Specific pledges that are important to the arts include:

• Continued support of tax incentives for creative industries.
• Support for ‘more work to increase equality, inclusion and diversity’ in the creative sector.
• In the event of Brexit happening, a commitment to ‘argue for streamlined visa schemes for artists and performers’ in order that ‘Scotland’s culture sector and creative industries can continue to benefit from international partnerships and shared experiences’.
• To support tourism in Scotland by calling on the UK government to examine a reduction in VAT for the hospitality sector.
• To oppose Conservative plans to introduce a minimum salary threshold for immigration, which would prevent anyone earning less than £30,000 from being admitted to the UK.

Read the full SNP manifesto

Green Party

There’s no mention of either arts or culture in the contents section of the Green Party (of England and Wales) manifesto, titled ‘If Not Now, When?’. Read on, though, and a few references appear under different policy headings. These include pledges to:

• Increase central government funding to councils by £10 billion a year, with this enabling councils to both improve frontline services and also to ‘nurture arts and culture in their areas, keeping local museums, theatres, libraries and art galleries open and thriving’.
• Modernise and reform copyright and intellectual property rights legislation in order to protect those working in the creative economy from ‘commercial exploitation’.
• Enable children ‘to develop their creative potential’ by restoring ‘arts and music education in all state schools’ in England.
• Reduce VAT on museum and gallery tickets as part of a plan to ‘boost the leisure and cultural sectors’.

Read the full Green Party (of England and Wales) manifesto

Scottish Greens’ key focus is climate change which of course affects us all. Read the full Scottish Greens manifesto

Conservative Party

The Tories’ manifesto announces the party’s intention to ‘Get Brexit Done’ and ‘Unleash Britain’s Potential’. But as many political commentators have already stated following Sunday’s launch, there’s not a lot of detail or new ideas in the manifesto.

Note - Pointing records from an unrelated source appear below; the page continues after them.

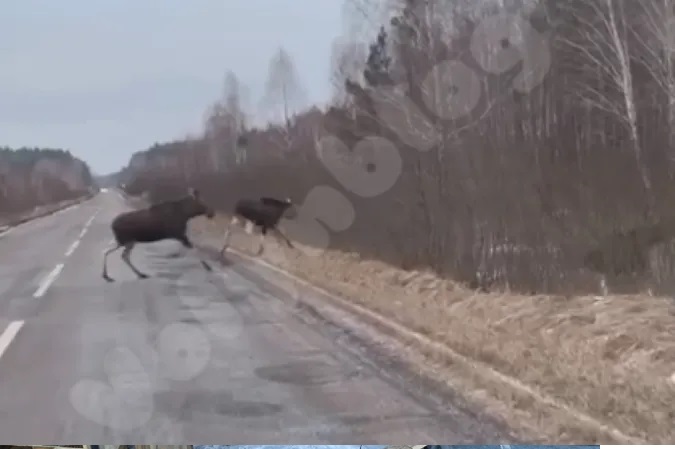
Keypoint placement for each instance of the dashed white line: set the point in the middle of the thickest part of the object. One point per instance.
(72, 247)
(47, 281)
(8, 335)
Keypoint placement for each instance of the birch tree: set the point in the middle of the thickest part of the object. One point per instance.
(283, 90)
(603, 29)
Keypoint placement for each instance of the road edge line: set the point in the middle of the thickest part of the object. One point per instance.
(9, 334)
(444, 349)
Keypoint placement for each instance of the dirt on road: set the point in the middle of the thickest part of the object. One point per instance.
(563, 369)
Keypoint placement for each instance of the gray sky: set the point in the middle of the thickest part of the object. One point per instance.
(107, 78)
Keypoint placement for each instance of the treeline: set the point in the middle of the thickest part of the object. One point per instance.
(552, 133)
(31, 177)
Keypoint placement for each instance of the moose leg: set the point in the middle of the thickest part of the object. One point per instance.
(261, 247)
(126, 257)
(283, 237)
(105, 261)
(188, 244)
(228, 234)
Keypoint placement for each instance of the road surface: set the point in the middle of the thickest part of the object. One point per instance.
(185, 355)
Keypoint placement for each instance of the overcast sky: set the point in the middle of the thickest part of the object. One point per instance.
(107, 78)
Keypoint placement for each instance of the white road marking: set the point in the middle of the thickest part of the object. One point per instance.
(8, 335)
(47, 281)
(72, 247)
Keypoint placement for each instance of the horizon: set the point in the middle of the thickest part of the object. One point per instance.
(105, 89)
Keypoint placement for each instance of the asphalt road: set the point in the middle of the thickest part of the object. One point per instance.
(185, 355)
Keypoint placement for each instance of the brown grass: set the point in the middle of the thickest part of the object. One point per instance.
(611, 358)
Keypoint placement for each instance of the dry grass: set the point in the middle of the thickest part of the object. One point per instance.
(612, 358)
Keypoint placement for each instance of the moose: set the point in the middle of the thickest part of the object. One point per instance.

On arts and culture, the headlines are:

• A pledge to maintain free entry to the UK’s national museums and continue ‘creative sector tax reliefs’.
• A £250 million ‘cultural capital programme’ for local libraries and museums.
• An ‘arts premium’ to secondary schools in England in order that pupils can ‘learn creative skills and widen their horizons’.

The manifesto says a Tory government would ‘maintain support’ for the arts and culture sectors, and it also acknowledges ‘the world-beating strengths of the UK’s creative industries and its unparalleled cultural heritage’.

Other commitments include a pledge, in a section on the UK’s place in the world, to ‘work with our cultural institutions like the BBC and British Council to expand our influence and project our values’.